It was recently announced that the Camelot group, responsible for the national lottery within the UK, would be losing their license to run the UK national lottery after having been its host for the past 28 years – the Canadian owned company lost out in its license bid to the Czech-owned Allwyn who are known for running national lotteries in the Czech Republic, Greece, Cyprus, Italy, and Austria already. Whilst Camelot will hold the license until 2024, there are changes ahead, it will have to stomach some fines coming its way aimed at its mobile friendly app and some failings in its design.
The £3.15 million fine has been ordered to be paid as a cash fine to a list of “good causes” in a form of charitable donations after the negative impact for consumers found on its mobile app – the first failure noted had started back in November of 2016 and was aimed at the QR code scanner reporting incorrectly on whether draw-based winning tickets were successful or not – this had been the longest running issue on the app with around 20,000 users having been affected over this period of time.
The second issue came as 22,210 users were charged for the price of two tickets when only one had been purchased – whilst no time frame had been given for those affected here, to make amends the players who had been double charged would be refunded or in the case for those who had a winning pick would honor the wagers on a duplicate basis. The final issue could be considered more substantial with the UKs current stance on advertising of iGaming options, as it suggests up to 65,400 users may have received marketing materials who had already exhibited signs of gambling harm or had registered to the Gamstop initiative, a self-exclusion program aimed at preventing players from being exposed to gambling platforms – it was suggested that none of these players were able to go on to buy lottery tickets, but could’ve left some players at risk.

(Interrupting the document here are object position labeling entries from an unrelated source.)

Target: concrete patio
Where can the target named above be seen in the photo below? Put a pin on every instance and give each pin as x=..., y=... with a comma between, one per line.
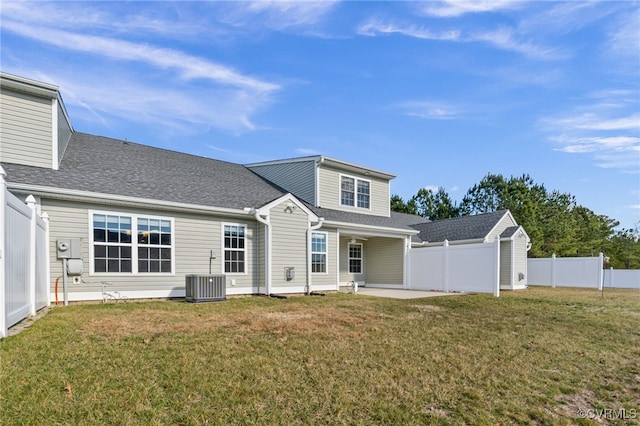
x=403, y=294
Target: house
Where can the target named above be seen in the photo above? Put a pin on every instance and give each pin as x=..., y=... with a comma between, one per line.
x=514, y=241
x=145, y=218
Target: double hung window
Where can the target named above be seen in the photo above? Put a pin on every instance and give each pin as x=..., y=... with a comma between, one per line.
x=131, y=244
x=355, y=192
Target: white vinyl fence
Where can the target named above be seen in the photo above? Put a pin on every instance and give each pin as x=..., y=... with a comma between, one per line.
x=24, y=259
x=586, y=272
x=622, y=278
x=465, y=267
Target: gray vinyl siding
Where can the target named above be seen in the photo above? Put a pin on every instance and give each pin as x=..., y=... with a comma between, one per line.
x=506, y=268
x=385, y=258
x=64, y=132
x=298, y=178
x=25, y=129
x=504, y=223
x=288, y=245
x=194, y=236
x=329, y=196
x=345, y=276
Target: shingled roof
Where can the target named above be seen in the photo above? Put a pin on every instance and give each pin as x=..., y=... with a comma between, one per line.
x=460, y=228
x=110, y=166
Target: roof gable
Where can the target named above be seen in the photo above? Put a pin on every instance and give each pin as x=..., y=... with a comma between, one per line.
x=108, y=166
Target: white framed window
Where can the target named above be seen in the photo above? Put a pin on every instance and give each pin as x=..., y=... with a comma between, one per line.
x=363, y=194
x=319, y=252
x=234, y=243
x=355, y=192
x=355, y=258
x=122, y=243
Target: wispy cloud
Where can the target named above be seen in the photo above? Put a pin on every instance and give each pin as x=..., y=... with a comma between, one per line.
x=503, y=38
x=189, y=67
x=277, y=15
x=430, y=110
x=455, y=8
x=609, y=131
x=307, y=151
x=592, y=121
x=376, y=27
x=157, y=20
x=506, y=39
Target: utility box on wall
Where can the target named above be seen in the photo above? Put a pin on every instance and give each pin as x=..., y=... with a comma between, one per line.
x=68, y=248
x=289, y=273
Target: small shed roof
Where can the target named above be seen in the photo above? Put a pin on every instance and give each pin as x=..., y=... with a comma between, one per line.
x=460, y=228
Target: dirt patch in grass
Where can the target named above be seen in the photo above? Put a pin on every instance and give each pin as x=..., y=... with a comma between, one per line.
x=304, y=320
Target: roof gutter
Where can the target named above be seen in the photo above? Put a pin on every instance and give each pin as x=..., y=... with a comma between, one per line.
x=120, y=200
x=310, y=230
x=267, y=247
x=367, y=228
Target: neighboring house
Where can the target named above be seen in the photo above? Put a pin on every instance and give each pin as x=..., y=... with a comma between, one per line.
x=147, y=217
x=514, y=241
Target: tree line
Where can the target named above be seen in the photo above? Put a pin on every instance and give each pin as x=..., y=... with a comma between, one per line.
x=555, y=222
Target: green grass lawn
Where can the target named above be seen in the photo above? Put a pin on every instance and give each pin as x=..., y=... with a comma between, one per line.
x=540, y=356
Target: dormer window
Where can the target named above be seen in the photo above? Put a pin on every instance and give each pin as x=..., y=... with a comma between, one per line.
x=355, y=192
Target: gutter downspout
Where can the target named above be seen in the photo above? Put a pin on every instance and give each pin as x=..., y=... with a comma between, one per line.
x=310, y=229
x=267, y=250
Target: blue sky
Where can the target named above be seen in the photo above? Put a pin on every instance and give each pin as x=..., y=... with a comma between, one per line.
x=438, y=92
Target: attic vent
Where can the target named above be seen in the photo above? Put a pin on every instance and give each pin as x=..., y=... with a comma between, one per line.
x=205, y=288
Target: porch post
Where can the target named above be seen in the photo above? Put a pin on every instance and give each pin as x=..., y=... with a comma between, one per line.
x=3, y=247
x=31, y=203
x=445, y=264
x=496, y=288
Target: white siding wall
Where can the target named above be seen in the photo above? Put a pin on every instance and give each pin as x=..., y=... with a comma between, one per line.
x=329, y=196
x=520, y=262
x=385, y=258
x=289, y=248
x=328, y=279
x=194, y=235
x=25, y=129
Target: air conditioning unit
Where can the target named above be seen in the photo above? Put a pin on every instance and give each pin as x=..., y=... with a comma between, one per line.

With this in mind, there will likely be a lot of scrutiny when Allwyn take over to ensure their app is up to the standards, the gambling commission will want to ensure that long running issues as the one from 2016 don’t rear their heads again, and had also released a statement saying that the announcement reinforces that any operator failing to comply with license requirements will be investigated and that the gambling commission won’t hesitate to issue fines, which may make some other operators take a second look at their own platforms once again.